さらに、住民の生活の質の向上も含めて、「観光地としてありたい姿」を地域自身が描く必要があるとされています。
これは、「来訪者が増えればよい」という単純な考え方から、地域全体にとって望ましい観光のあり方を設計する段階に入ったことを示していると考えられます。

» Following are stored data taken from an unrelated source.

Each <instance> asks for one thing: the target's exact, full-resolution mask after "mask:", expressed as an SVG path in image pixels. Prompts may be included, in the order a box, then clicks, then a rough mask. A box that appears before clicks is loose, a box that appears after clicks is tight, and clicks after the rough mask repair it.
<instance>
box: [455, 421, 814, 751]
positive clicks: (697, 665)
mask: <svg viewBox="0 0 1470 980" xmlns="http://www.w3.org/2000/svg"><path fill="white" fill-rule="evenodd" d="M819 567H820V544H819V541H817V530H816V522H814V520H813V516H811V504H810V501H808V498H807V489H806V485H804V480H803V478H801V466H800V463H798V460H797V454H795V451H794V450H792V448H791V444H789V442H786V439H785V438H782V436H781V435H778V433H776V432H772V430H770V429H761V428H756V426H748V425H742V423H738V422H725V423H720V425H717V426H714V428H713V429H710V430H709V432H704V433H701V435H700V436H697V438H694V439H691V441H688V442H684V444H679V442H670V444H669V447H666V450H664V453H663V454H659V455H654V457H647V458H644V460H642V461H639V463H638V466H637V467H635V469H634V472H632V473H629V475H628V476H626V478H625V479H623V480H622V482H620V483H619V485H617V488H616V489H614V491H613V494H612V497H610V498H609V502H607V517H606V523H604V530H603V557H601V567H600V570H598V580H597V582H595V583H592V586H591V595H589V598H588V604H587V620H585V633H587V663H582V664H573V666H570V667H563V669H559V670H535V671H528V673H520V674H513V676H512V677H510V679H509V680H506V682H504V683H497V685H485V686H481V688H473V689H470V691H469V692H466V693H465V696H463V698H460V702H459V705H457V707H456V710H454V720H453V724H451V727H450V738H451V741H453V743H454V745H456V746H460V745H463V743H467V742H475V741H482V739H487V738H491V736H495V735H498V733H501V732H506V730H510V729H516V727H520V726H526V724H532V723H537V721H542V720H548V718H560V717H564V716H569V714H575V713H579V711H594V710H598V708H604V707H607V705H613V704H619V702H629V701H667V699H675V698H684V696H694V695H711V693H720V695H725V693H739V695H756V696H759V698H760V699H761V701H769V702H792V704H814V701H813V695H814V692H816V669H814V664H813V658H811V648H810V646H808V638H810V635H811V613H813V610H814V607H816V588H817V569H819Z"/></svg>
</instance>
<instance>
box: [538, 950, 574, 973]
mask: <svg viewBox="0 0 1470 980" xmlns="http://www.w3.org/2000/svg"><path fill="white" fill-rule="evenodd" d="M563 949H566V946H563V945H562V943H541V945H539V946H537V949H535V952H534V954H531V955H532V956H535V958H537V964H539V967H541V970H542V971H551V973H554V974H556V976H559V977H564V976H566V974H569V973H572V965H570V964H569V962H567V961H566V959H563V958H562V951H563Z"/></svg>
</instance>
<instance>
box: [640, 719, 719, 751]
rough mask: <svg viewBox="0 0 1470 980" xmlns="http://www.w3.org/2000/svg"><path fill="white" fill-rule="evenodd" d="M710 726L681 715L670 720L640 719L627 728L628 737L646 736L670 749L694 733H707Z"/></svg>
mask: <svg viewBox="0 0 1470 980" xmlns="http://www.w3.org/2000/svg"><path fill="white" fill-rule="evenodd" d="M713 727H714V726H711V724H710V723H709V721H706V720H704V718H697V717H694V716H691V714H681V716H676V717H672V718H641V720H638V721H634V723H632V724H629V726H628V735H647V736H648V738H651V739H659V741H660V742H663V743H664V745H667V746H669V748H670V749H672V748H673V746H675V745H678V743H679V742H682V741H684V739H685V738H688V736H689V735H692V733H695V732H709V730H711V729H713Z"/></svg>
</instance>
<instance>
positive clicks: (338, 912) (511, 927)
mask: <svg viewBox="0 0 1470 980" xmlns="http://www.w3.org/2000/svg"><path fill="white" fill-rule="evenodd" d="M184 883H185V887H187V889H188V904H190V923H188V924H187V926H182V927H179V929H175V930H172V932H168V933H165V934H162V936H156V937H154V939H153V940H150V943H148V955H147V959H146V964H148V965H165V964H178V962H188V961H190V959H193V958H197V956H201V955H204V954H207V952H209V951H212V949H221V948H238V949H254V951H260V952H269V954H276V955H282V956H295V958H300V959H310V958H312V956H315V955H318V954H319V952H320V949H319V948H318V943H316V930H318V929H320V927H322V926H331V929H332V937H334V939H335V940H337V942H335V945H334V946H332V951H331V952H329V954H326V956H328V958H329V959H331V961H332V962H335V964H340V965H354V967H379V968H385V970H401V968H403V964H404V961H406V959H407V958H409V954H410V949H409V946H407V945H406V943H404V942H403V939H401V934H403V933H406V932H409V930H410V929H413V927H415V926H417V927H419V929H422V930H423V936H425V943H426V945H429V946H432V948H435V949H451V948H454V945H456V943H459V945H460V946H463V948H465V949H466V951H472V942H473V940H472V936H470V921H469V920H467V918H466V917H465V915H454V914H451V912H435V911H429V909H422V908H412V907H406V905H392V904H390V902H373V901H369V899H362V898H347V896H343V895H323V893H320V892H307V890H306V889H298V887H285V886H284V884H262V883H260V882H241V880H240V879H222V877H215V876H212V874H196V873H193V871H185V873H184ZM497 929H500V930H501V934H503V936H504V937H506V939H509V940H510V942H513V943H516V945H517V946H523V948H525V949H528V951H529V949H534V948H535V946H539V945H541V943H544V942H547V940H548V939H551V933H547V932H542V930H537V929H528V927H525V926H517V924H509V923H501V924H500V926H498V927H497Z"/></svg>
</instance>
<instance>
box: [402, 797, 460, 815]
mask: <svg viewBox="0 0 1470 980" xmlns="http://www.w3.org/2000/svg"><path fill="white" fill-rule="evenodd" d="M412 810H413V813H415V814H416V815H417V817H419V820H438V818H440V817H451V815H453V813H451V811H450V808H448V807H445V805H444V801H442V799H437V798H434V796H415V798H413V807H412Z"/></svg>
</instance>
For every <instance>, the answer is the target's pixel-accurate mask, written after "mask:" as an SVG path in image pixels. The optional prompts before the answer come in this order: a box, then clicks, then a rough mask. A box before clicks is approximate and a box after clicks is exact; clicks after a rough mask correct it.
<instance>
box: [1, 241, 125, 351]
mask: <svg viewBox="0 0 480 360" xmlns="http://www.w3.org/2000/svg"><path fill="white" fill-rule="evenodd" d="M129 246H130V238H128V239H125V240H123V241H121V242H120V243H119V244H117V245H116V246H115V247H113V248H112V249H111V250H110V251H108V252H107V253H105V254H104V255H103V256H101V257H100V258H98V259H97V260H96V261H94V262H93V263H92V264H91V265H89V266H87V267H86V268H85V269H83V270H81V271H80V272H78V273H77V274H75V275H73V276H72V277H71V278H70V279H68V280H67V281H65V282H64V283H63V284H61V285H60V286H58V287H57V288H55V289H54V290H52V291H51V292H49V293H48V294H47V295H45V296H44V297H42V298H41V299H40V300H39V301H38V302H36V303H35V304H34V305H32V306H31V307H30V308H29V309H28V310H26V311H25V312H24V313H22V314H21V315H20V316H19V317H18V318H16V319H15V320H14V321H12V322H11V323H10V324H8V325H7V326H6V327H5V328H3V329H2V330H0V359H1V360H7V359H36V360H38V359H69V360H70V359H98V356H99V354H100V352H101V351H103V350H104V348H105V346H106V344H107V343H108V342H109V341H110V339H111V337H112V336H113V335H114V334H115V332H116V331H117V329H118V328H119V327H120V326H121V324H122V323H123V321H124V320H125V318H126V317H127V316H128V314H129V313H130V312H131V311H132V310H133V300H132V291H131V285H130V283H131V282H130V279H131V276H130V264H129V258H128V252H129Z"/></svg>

3. 登録要件で求められるのは「4〜5年の戦略」と「数値での検証」
登録DMOには、中長期(4〜5年)を対象とした観光地経営戦略の策定が求められています。戦略には、以下のような要素が体系的に含まれることが要件として整理されています。
- ビジョン・KGI
- データ活用方針
- 環境分析
- STP(セグメンテーション・ターゲティング・ポジショニング)
- 4P(商品・価格・販路・プロモーション)
- 受入環境整備の方針
- CRMの方針
- 観光による受益を地域に広げる方針
- KPI、実行計画、効果検証方法
重要なのは、これらを”立派な資料”として作ることではなく、実際の判断や改善に使うことが前提になっている点です。
4. ガイドラインが示す「最低限見るべきデータ」
ガイドラインでは、DMOが必ず扱うべき指標として、KGI(ゴール)とKPI(途中経過)が明確に示されています。
4-1. KGI:旅行消費額
KGI(重要目標達成指標)として設定されているのは、旅行消費額です。これは「どれだけ人が来たか」ではなく、地域としてどれだけ価値を生み、消費につなげられたかを見る指標です。

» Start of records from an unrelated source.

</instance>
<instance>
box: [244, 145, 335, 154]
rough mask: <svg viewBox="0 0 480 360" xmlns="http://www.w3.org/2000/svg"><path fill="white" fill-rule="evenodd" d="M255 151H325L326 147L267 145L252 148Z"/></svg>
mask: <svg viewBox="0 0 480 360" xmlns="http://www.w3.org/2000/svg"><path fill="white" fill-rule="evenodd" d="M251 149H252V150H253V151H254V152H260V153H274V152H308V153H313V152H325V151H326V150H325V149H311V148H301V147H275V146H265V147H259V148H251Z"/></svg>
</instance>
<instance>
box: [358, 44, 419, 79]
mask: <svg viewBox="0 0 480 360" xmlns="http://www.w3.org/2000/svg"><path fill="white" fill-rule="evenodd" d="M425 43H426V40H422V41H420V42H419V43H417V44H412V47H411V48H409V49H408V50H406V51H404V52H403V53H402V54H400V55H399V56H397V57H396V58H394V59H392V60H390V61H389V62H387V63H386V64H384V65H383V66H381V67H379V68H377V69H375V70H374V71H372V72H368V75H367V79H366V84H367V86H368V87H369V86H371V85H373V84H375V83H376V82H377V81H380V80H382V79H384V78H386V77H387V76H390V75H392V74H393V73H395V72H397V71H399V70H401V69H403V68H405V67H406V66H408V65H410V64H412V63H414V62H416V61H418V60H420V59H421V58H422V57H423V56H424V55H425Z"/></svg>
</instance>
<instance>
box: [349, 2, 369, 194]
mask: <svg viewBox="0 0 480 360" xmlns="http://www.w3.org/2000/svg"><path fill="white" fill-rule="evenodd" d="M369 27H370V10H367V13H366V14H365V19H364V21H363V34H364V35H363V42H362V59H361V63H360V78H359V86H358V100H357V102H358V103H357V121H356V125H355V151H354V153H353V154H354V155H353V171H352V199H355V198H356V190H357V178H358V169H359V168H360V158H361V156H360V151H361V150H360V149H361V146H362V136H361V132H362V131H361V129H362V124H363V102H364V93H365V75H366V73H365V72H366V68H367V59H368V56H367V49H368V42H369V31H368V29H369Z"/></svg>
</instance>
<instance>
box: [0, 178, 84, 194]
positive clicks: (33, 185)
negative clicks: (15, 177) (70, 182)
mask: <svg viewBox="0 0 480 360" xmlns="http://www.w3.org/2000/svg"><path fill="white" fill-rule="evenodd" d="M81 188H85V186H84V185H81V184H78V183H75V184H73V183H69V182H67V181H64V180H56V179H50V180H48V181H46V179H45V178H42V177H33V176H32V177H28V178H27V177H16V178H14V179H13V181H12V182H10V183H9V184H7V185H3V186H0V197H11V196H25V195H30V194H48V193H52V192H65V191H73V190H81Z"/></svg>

旅行消費額は、国の統計を活用することで把握が可能です2。
4-2. KPI:量・質・地域の納得・産業の健全性・平準化
ガイドラインが例示するKPIは、以下の6つです。
- 1人当たり旅行消費額
- 延べ宿泊者数
- 来訪者満足度
- 持続可能な観光に対する住民満足度
- 観光事業者の平均給与額
- 月別来訪者数の平準化率
これらは、来訪者・住民・事業者のバランスを同時に見るための指標だと整理できます。

5. データは「高度に分析」するより「判断に使える形」にする
ガイドラインが求めているのは、専門的な統計分析ではなく、意思決定に使える形でデータを整理し、共有することです。
5-1. 頻度ごとにデータを分ける
- 月次: 延べ宿泊者数、来訪者数
- 四半期: 旅行消費の動向
- 年次: 住民満足度、給与水準、職員満足度
延べ宿泊者数などは、月次統計がすでに整備されています3。
5-2. まずは「3つのグラフ」で十分
多くのDMOでは、次の3点を可視化するだけでも、会議での議論の質が大きく変わります。
- 旅行消費額(KGI)の推移
- 延べ宿泊者数の月次推移
- 来訪者満足度の推移
来訪者満足度については、5段階評価で「満足・やや満足」の割合を見るという考え方が、観光庁の手引書でも示されています4。

6. 更新登録でさらに重視されるポイント
更新登録では、KGIに経済波及効果が追加されます。また、KPIについても、DMOが自ら設定する指標が追加され、戦略と実行の整合性がより重視されます。
さらに、
- 意思決定機関での議事内容の公表
- 職員満足度の評価と見直し
- 継続的な研修受講
など、透明性と組織の健全性も更新要件として明確にされています。
明日からできる最初の一歩
まずは、以下の3つを整理してみませんか?
1. 既存の調査を洗い出す
- 来訪者アンケート、住民アンケート、事業者ヒアリング
- 国の統計(宿泊旅行統計、旅行消費動向調査)
- 自治体が持っているデータ
2. 月次で見られるデータを特定する
- 延べ宿泊者数(宿泊旅行統計調査から取得可能)
- 来訪者数(既存のカウントデータ)
3. 会議で共有する形を決める
- A4用紙1枚にまとめる
- 3つのグラフだけでもOK
「完璧に分析」するより、「判断に使える形」にすることが大切です。
おわりに:DMOは「データで対話する組織」へ
今回のガイドライン改正は、DMOに対して「完璧な分析」や「高度なIT化」を求めているわけではありません。
むしろ、
- 地域の現状を数字で共有し
- 関係者と同じ前提で話し合い
- 施策を試し、振り返り、修正する
という、観光地経営として当たり前のサイクルを回すことが求められています。
DMOはこれから、「観光の発信主体」から**地域の未来を設計し、運営するための”調整役・判断役”**へ役割を深めていくことになるでしょう。